See also: Technology can create affordable housing
“Real estate in India is a state subject. Hence, the policies and incentives introduced by the central government, have to be backed up with suitable policies by the state governments,” explains Rohit Poddar, managing director, Poddar Housing & Development Ltd. “There has been a boom in creating affordable housing stock, with enabling policies in states like Rajasthan, Madhya Pradesh, Gujarat, Telangana and Uttar Pradesh. However, others including Maharashtra, are yet to formulate supportive policies and whenever that happens, affordable housing supply will ensue,” he says.
The development of infrastructure is equally essential, adds Ajay Jain, managing director – investment banking and head – real estate advisory, Centrum Capital Limited. “It is important to build infrastructure and improve connectivity to the peripheral areas of cities, especially the metros. Developers taking up affordable housing projects on the outskirts of metro cities, are facing several challenges, vis-à-vis attracting buyers to places where there is no basic infrastructure, non-availability of cheap finance to make projects viable, high land costs, likely restrictions in the Real Estate Regulatory Act on pre-launch sales until approvals are in place and delays in obtaining permissions,” he complains.
Policy challenges in the road to Housing for All
Mudhit Gupta, chairman and managing director, EMGEE Group, recalls that he had to encounter similar challenges.
“It took us six months to locate the ideal land for our project at the right price and also with rail connectivity. Secondly, the approval process is still very slow, which leads to cost escalation and project delays. Thirdly, obtaining funding for the affordable segment is extremely difficult,” says Gupta, whose company is planning to launch its project Grahasthi, in Mumbai’s suburb of Neral, in March/April 2017.
The caveat that the developers must complete the project within three years, to avail of the tax exemption, the Minimum Alternate Tax of 18% on the book profit, low density norms in some states etc., are other deterrents that developers list. Implementing the area limit of 30/60 sq meters, will be a challenge for the authorities as well, as many builders in the past have amalgamated two or three small flats and sold them as one big unit later.

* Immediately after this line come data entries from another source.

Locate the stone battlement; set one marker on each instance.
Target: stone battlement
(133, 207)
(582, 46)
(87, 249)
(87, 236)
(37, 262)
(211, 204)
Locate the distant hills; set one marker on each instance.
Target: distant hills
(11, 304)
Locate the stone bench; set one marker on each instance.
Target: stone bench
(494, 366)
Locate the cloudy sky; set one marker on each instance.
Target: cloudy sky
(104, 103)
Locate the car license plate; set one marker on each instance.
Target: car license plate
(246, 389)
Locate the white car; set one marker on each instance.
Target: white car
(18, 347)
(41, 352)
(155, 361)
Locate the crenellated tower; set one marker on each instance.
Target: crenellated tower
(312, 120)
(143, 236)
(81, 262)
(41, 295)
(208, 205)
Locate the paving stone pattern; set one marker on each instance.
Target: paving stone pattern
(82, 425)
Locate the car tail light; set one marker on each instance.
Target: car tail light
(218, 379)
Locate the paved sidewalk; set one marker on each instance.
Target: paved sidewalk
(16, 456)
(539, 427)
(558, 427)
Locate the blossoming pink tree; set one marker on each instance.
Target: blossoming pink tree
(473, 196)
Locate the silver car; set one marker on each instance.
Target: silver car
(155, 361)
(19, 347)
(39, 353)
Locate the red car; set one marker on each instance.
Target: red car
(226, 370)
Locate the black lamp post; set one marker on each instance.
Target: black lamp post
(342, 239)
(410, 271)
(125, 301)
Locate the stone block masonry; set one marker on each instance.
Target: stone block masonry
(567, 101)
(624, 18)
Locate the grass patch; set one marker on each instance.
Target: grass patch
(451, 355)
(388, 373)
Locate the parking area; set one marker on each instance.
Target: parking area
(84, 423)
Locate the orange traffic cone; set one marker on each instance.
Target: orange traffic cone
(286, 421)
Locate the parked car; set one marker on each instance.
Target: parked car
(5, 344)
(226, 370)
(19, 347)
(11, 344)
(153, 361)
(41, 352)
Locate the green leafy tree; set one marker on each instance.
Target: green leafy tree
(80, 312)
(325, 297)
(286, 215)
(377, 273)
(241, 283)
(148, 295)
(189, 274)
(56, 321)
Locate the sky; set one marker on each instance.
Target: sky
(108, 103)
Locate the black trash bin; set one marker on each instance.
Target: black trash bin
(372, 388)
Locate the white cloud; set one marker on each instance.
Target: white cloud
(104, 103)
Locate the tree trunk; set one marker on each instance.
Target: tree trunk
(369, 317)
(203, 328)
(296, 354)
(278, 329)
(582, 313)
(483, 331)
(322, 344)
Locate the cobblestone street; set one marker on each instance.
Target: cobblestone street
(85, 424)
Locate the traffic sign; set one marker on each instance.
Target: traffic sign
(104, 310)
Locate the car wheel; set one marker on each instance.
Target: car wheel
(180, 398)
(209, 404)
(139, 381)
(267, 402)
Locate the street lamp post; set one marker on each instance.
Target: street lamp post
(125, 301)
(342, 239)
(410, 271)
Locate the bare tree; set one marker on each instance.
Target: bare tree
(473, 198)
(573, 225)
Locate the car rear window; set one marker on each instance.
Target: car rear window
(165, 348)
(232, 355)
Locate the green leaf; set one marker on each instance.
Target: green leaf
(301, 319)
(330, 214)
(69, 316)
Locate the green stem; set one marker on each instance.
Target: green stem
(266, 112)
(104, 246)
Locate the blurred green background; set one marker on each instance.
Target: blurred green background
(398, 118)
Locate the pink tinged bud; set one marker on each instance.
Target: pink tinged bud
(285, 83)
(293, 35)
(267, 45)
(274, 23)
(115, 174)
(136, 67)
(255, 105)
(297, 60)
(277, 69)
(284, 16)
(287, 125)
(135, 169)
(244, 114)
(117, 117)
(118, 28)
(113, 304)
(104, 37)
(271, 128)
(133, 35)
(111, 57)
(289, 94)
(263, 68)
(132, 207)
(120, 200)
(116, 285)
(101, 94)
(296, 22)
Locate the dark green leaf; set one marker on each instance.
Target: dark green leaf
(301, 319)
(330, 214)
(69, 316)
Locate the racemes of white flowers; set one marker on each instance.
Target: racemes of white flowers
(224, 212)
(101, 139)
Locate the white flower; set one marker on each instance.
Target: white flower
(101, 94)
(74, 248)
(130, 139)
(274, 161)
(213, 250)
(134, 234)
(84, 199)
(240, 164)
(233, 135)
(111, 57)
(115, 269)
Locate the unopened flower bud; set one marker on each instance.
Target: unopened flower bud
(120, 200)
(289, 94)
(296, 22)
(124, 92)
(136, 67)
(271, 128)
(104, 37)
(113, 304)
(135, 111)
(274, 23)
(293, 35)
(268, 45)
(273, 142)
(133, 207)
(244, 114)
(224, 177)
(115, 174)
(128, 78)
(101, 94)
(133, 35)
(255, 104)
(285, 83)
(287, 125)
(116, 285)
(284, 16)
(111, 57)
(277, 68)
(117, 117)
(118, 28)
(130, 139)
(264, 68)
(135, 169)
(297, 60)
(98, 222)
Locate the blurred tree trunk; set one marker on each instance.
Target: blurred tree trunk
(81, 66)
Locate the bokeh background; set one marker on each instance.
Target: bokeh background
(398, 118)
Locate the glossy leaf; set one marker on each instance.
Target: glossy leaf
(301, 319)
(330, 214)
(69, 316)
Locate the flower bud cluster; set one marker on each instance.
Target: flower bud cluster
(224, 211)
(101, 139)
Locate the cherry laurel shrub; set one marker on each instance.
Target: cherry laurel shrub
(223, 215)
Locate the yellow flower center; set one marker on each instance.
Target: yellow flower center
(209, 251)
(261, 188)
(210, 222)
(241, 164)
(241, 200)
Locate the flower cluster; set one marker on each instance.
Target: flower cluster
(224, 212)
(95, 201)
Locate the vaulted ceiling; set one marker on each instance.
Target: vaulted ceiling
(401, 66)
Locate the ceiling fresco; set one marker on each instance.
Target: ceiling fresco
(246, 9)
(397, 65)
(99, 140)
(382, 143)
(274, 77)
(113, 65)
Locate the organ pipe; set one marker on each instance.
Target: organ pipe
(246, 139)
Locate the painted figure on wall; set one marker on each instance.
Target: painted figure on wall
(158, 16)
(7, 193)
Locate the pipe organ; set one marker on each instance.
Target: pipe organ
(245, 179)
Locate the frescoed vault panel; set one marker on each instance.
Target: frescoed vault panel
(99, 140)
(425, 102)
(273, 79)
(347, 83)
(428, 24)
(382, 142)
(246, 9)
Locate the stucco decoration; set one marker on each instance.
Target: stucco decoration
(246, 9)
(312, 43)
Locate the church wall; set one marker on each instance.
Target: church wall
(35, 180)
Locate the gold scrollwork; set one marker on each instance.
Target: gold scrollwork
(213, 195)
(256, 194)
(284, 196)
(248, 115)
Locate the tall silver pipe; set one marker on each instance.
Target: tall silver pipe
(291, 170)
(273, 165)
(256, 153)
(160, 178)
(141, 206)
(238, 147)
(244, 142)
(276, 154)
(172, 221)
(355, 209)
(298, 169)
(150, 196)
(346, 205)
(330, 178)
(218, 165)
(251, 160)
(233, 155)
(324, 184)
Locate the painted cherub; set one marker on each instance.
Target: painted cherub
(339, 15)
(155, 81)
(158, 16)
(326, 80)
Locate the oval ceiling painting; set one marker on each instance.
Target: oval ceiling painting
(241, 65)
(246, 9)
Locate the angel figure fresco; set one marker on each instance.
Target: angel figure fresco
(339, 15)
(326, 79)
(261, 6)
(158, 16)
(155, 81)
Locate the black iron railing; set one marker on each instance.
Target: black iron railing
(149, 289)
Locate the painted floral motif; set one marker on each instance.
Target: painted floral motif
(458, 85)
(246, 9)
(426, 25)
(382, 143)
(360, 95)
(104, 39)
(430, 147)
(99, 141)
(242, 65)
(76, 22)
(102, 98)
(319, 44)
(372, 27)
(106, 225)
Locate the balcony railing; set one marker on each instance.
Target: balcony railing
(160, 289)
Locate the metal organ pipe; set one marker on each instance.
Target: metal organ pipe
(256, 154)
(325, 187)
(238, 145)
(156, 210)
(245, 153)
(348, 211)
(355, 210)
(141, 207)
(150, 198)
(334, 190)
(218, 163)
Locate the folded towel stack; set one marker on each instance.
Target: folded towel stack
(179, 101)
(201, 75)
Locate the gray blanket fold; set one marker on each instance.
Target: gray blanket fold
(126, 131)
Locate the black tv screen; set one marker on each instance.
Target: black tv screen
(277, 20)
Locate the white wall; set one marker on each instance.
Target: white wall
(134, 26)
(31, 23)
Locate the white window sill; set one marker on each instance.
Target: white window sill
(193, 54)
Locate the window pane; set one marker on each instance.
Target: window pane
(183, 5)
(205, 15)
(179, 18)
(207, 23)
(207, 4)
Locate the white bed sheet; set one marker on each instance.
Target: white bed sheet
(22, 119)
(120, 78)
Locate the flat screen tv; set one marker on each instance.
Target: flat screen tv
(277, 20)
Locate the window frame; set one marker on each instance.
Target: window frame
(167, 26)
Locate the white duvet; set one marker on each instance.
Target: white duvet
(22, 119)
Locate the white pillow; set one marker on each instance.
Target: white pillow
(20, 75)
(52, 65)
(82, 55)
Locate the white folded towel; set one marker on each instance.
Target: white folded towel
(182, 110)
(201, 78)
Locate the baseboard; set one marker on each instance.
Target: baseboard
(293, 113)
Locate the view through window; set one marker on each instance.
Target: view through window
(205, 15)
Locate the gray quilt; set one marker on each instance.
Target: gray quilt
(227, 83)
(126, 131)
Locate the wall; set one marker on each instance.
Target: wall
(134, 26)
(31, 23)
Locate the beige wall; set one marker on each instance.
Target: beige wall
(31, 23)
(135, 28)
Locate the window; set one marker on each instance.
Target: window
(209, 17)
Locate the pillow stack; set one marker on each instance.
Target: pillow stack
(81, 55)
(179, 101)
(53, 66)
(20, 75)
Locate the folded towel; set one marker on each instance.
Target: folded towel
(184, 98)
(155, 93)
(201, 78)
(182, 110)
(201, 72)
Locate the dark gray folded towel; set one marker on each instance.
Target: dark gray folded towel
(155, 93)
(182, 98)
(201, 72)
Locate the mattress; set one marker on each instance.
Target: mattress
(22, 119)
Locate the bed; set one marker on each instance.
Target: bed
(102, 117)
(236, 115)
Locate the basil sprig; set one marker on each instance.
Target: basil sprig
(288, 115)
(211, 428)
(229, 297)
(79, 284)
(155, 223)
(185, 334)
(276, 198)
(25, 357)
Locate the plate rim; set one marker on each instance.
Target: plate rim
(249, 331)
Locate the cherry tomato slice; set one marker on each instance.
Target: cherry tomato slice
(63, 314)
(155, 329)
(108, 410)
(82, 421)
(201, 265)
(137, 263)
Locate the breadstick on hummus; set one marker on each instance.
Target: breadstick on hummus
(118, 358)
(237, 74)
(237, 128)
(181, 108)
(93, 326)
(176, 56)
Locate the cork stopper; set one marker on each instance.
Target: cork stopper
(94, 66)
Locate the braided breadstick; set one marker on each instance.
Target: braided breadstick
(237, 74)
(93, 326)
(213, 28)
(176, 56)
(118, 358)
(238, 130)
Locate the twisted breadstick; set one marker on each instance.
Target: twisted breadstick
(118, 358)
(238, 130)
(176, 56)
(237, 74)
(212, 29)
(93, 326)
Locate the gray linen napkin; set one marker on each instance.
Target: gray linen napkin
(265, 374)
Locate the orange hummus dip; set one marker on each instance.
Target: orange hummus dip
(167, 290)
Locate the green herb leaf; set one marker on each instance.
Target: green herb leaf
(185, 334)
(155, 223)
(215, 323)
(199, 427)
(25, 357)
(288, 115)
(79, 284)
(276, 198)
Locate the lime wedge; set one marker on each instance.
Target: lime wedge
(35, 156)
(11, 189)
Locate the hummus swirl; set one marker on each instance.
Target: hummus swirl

Some also opine that the additional Rs 50,000 interest exemption, will only benefit buyers in tier-2 and tier-3 cities, as the cost of housing units has gone beyond Rs 50 lakhs in many metros. “In urban India, we have a shortage of approximately 19 million units in the EWS and LIG sectors and this number is increasing. For the ‘Housing for All by 2022’ vision to be realised, a lot more needs to be done by the government,” Poddar insists. The big question now is: Will the gaps in the policies and practices be bridged in the forthcoming budget?